Amy-Grace Shapiro, Online-Co-Editor-in-Chief

On Sept. 7, the Miami Dade School Board overwhelmingly voted against a proposal seeking to recognize October as “LGBTQ history month,” with opposers fearing the observation would violate the state’s Parental Rights in Educational law— commonly referred to as “Don’t Say Gay.” 

Despite the board’s own attorney acknowledging the solid legal footing, the resolution lost in an 8-1 vote following an emotionally charged testimonial meeting welcoming over 100 speakers from the public. Had the measure passed, it would have recognized October as LGBTQ History Month along with adding an expanded high-school curriculum to include landmark Supreme Court decisions on LGBTQ rights. 

Parents, teachers and students spoke for more than three hours during the Wednesday meeting, addressing the divide on beliefs among the LGBTQ community. Parents, along with civil rights groups, pleaded for acceptance and the need for recognition and support in classrooms to reduce feelings of isolation among students. Some speakers at the meeting urged the board to pass the designation, contending that it would benefit marginalized LGBTQ students who face higher risks of depression and suicide. Yet, a majority of speakers were opponents accusing the school board of “indoctrination” and “imposing ideology,” arguing that the conversation on sexuality and gender identity should be muted. 

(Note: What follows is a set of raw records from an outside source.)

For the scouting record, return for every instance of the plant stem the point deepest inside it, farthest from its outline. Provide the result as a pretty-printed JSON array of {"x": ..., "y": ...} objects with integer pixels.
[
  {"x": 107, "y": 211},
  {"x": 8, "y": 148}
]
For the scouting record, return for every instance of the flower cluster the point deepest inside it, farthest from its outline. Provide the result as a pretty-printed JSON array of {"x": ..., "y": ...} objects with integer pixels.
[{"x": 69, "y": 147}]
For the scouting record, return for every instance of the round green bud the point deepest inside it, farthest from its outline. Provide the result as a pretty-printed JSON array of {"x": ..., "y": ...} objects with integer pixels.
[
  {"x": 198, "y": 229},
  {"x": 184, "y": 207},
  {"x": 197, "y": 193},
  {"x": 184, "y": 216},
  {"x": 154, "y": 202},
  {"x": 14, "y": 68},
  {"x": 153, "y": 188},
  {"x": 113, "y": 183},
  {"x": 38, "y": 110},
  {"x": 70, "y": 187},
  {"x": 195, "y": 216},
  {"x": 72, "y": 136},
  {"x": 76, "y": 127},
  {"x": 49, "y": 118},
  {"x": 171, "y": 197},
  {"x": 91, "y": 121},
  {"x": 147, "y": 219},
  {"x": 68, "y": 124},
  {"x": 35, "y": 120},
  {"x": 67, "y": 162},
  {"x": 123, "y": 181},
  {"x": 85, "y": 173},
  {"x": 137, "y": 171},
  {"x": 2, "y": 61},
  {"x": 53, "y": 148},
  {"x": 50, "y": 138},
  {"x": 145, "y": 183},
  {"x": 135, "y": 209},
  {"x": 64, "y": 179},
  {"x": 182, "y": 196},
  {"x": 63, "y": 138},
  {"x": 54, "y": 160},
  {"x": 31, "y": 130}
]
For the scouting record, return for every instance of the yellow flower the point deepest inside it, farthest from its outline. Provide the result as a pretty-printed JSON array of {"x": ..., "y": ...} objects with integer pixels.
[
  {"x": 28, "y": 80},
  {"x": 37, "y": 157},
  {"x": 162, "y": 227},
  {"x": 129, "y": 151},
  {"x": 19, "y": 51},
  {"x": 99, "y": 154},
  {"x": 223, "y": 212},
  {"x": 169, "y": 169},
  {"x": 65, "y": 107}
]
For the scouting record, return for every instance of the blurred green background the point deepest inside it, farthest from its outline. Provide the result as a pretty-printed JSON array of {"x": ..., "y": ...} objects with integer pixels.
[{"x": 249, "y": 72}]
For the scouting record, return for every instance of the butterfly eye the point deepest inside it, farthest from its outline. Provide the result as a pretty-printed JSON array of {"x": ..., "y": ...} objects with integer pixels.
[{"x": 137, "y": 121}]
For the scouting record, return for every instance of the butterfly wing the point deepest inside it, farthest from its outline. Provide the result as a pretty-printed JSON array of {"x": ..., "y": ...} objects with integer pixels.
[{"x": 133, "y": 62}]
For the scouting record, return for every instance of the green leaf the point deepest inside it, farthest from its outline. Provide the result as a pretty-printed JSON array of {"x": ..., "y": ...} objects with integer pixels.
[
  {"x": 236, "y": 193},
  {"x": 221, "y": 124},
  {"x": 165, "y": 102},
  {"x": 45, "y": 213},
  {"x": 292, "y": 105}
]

Apart from recognizing October as LGBTQ History Month, the proposal also looked to explore the possibility of providing resources for 12th-grade social studies teachers to educate students about important landmark civil rights, including the Supreme Court’s 2016 Obergefell v. Hodges, which acknowledges same-sex marriage, and the 2020 high court decision of Bostock v. Clayton County, which protects gay and transgender employees from discrimination.

Miami school board members passed a similar resolution acknowledging LGBTQ history month in 2021 by a 7-1 vote. However, this go around created a different situation with obstacles from the Parental Rights in Education law. The Republican-led Legislature approved the law in March and it continues to affect how Florida schools address sexual orientation and gender identity issues.